In silico modelling for refining gene regulatory network inference

Sammanfattning: Gene regulation is at the centre of all cellular functions, regulating the cell's healthy and pathological responses. The interconnected system of regulatory interactions is known as the gene regulatory network (GRN), where genes influence each other to maintain strict and robust control. Today a large number of methods exist for inferring GRNs, which necessitates benchmarking to determine which method is most suitable for a specific goal.
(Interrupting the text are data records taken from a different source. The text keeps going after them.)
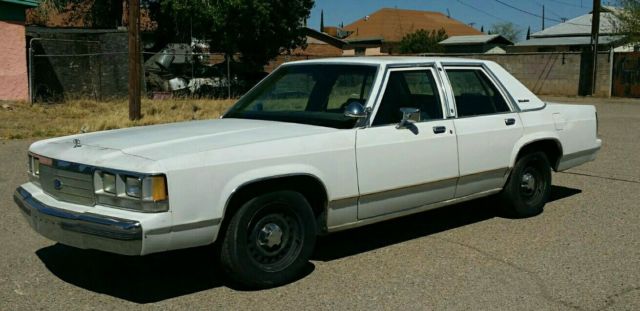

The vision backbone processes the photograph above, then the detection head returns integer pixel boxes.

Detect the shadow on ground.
[36,186,581,303]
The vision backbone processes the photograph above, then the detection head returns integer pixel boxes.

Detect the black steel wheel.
[220,191,316,288]
[500,152,551,217]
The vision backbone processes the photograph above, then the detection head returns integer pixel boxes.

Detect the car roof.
[283,56,486,65]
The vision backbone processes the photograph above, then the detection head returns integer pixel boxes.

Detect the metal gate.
[612,52,640,97]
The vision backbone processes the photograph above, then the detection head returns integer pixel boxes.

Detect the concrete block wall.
[447,52,612,97]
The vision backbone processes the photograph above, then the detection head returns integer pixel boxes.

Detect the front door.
[356,68,458,219]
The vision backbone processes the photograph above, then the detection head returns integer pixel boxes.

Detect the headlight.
[124,176,142,198]
[28,153,53,182]
[93,170,169,212]
[102,173,116,194]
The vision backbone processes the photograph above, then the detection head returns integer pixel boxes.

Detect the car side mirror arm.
[344,101,369,119]
[396,107,420,130]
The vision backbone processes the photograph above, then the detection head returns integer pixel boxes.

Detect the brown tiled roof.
[344,8,482,42]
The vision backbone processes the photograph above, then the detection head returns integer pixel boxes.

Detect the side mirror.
[344,102,367,119]
[396,108,420,129]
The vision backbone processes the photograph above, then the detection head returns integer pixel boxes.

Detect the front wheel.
[220,191,316,288]
[500,152,551,217]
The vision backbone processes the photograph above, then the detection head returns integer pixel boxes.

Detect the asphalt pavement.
[0,98,640,310]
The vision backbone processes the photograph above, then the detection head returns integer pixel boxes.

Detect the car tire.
[500,152,551,218]
[220,191,316,288]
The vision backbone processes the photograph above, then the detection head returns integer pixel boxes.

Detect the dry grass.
[0,99,235,139]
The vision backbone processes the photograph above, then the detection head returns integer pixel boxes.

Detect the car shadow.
[36,186,581,304]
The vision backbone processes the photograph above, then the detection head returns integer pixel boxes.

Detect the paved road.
[0,99,640,310]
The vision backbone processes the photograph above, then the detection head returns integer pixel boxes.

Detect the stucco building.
[0,0,38,100]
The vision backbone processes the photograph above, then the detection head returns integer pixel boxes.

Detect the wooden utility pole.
[542,4,544,30]
[591,0,600,95]
[129,0,141,120]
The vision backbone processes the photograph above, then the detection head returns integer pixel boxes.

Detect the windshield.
[224,64,377,129]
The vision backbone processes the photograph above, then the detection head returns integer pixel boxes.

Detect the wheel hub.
[520,173,536,193]
[258,222,282,248]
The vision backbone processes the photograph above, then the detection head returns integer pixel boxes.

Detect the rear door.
[444,65,523,197]
[356,67,458,219]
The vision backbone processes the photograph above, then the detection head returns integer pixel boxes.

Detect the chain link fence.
[28,32,258,103]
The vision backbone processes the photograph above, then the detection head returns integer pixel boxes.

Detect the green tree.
[491,22,522,42]
[399,28,449,54]
[149,0,314,68]
[614,0,640,42]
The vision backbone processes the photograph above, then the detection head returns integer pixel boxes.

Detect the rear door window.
[446,68,510,117]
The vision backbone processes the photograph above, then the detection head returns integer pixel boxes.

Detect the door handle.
[504,118,516,125]
[433,126,447,134]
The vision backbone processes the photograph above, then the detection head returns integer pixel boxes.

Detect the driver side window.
[371,70,443,126]
[327,73,373,112]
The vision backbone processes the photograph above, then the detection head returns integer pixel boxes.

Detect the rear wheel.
[500,152,551,217]
[220,191,316,288]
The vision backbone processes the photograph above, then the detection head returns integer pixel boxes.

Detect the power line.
[547,0,584,9]
[456,0,510,22]
[534,1,567,21]
[494,0,591,26]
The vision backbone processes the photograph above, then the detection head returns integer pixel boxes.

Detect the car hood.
[31,119,335,164]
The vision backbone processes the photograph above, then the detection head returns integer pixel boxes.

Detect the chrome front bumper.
[13,187,142,255]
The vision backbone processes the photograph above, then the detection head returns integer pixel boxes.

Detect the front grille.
[40,165,95,206]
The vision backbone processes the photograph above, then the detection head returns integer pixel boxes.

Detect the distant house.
[440,35,513,54]
[343,8,483,55]
[510,6,633,52]
[0,0,38,100]
[291,27,348,57]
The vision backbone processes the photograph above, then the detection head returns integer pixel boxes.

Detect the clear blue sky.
[308,0,609,40]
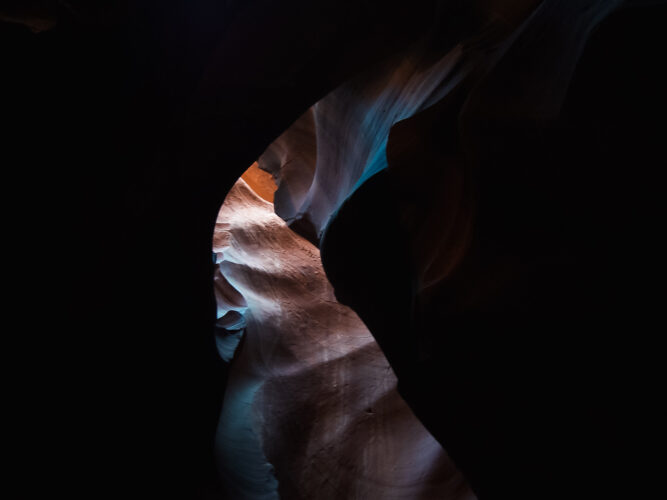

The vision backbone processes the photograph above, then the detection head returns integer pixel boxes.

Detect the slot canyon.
[6,0,667,500]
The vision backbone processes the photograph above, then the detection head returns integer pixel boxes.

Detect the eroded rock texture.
[7,0,667,500]
[214,180,474,500]
[259,0,664,498]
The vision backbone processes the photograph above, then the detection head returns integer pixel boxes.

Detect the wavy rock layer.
[214,180,474,500]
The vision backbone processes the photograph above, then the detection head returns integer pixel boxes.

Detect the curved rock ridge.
[214,179,474,500]
[254,0,664,499]
[259,38,466,242]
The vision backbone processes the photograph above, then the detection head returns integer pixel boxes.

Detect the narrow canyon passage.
[214,167,475,500]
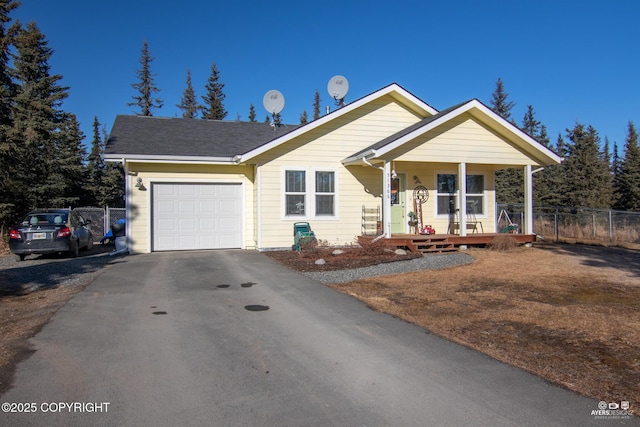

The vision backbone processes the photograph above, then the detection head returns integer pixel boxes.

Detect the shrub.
[358,236,391,255]
[487,234,518,252]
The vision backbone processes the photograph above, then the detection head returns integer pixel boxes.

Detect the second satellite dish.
[327,75,349,105]
[262,90,284,115]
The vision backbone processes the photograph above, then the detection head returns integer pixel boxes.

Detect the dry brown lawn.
[272,244,640,413]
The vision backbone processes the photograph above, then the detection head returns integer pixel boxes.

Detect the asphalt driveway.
[0,251,639,426]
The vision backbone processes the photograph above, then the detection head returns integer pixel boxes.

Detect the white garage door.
[152,183,244,251]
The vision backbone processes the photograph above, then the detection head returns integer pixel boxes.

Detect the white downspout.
[524,165,542,234]
[254,164,262,251]
[382,161,391,239]
[458,163,467,236]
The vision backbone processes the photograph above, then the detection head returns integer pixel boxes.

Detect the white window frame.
[434,170,488,218]
[282,167,310,220]
[281,166,339,221]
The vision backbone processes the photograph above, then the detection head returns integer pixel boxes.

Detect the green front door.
[391,174,407,234]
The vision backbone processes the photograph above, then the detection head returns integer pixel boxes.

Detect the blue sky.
[11,0,640,154]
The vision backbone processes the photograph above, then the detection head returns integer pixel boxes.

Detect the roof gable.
[342,99,561,165]
[241,83,438,162]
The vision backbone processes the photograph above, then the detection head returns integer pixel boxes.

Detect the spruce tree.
[491,77,520,203]
[127,40,163,116]
[202,62,227,120]
[313,89,320,120]
[564,123,612,209]
[533,134,567,207]
[86,116,106,205]
[46,113,85,207]
[615,122,640,211]
[7,22,68,210]
[96,123,125,208]
[0,1,22,229]
[491,77,515,120]
[176,69,202,119]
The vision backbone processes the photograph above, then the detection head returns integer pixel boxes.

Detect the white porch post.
[524,165,533,234]
[458,163,467,236]
[382,161,391,237]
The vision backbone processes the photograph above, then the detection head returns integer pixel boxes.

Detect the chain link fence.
[62,206,126,242]
[498,204,640,245]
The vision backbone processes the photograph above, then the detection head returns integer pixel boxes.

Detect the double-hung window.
[284,170,307,216]
[284,169,336,219]
[315,171,336,216]
[436,173,484,215]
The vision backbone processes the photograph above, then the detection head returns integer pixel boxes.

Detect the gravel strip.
[303,252,473,283]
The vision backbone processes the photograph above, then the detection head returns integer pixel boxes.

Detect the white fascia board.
[104,154,240,165]
[242,83,438,161]
[341,150,377,166]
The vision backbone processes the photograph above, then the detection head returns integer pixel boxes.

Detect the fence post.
[609,209,613,243]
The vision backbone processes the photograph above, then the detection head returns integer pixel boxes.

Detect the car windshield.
[22,212,67,225]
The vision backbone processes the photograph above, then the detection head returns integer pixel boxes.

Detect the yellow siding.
[127,163,256,253]
[256,93,420,248]
[389,114,535,167]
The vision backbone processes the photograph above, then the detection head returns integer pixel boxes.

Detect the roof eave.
[103,154,242,165]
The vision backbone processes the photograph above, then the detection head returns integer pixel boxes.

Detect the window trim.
[434,169,488,218]
[280,166,340,221]
[282,168,309,219]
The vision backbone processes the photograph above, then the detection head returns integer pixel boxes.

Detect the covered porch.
[386,233,536,253]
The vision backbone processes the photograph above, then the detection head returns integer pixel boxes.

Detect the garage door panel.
[152,183,244,251]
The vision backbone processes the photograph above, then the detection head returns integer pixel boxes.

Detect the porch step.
[404,236,458,254]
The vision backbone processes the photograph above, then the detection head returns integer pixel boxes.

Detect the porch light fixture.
[136,177,147,191]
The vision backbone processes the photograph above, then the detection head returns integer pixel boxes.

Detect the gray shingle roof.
[105,115,298,157]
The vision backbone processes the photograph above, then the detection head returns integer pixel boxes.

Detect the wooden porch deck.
[387,233,536,253]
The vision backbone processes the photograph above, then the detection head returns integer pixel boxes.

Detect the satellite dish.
[327,75,349,104]
[262,90,284,115]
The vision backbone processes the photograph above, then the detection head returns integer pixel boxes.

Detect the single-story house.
[105,83,561,253]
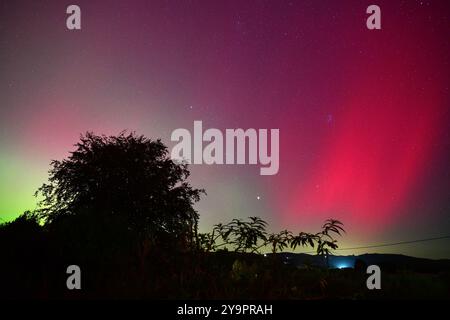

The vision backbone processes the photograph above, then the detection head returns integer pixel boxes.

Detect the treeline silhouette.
[0,132,450,299]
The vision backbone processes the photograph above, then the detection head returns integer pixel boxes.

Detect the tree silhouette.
[36,132,204,256]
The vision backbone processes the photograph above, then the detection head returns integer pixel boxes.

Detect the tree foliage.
[36,132,204,251]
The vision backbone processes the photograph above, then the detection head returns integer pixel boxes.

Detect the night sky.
[0,0,450,258]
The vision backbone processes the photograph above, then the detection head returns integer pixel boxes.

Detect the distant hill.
[277,253,450,273]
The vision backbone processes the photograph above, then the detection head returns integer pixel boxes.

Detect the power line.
[305,235,450,253]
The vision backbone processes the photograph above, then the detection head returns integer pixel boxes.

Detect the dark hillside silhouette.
[0,133,450,299]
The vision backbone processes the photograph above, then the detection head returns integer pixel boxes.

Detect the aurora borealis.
[0,0,450,258]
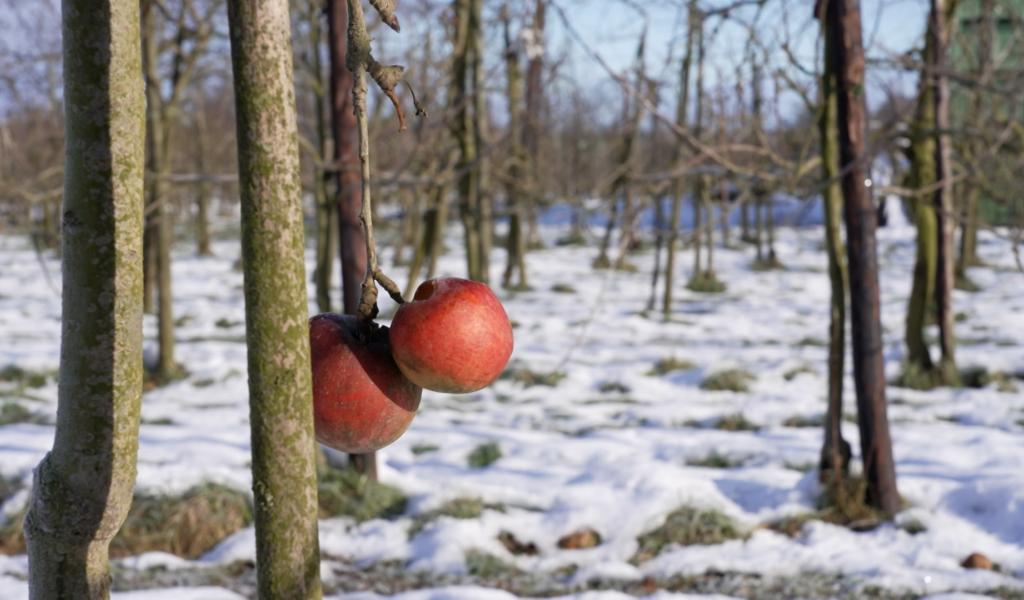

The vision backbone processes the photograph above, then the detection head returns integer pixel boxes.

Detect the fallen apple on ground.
[389,277,512,393]
[309,313,423,454]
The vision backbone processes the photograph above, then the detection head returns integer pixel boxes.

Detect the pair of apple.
[309,277,512,454]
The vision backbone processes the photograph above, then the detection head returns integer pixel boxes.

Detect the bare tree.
[228,0,321,599]
[824,0,900,515]
[25,0,145,599]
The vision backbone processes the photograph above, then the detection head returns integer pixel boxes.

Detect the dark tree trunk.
[328,0,377,480]
[825,0,900,515]
[25,0,145,600]
[227,0,321,600]
[816,3,851,482]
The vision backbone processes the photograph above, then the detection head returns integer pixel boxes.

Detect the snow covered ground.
[0,216,1024,600]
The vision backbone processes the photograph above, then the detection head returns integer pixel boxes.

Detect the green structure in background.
[947,0,1024,225]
Paper I presents such a benchmark focusing on the effect of using known perturbations to infer GRNs. A further challenge when studying GRNs is that experimental data contains high levels of noise and that artefacts may be introduced by the experiment itself. The LSCON method was developed in paper II to reduce the effect of one such artefact that can occur if the expression of a gene shows no or minimal change across most or all experiments.  With few fully determined biological GRNs available, it is problematic to use these to evaluate an inference method's correctness. Instead, the GRN field relies on simulated data, using a known GRN and generating the corresponding data. When simulating GRNs, capturing the topological properties of the biological GRN is vital. The FFLatt algorithm was developed in paper III to create scale-free, feed-forward loop motif-enriched GRNs, capturing two of the most prominent topological features in biological GRNs.  Once a high-quality GRN is obtained, the next step is to simulate gene expression data corresponding to the GRN. In paper IV, building on the FFLatt method, an open-source Python simulation tool called GeneSNAKE was developed to generate expression data for benchmarking purposes. GeneSNAKE allows the user to control a wide range of network and data properties and improves on previous tools by featuring a variety of perturbation schemes along with the ability to control noise and modify the perturbation strength.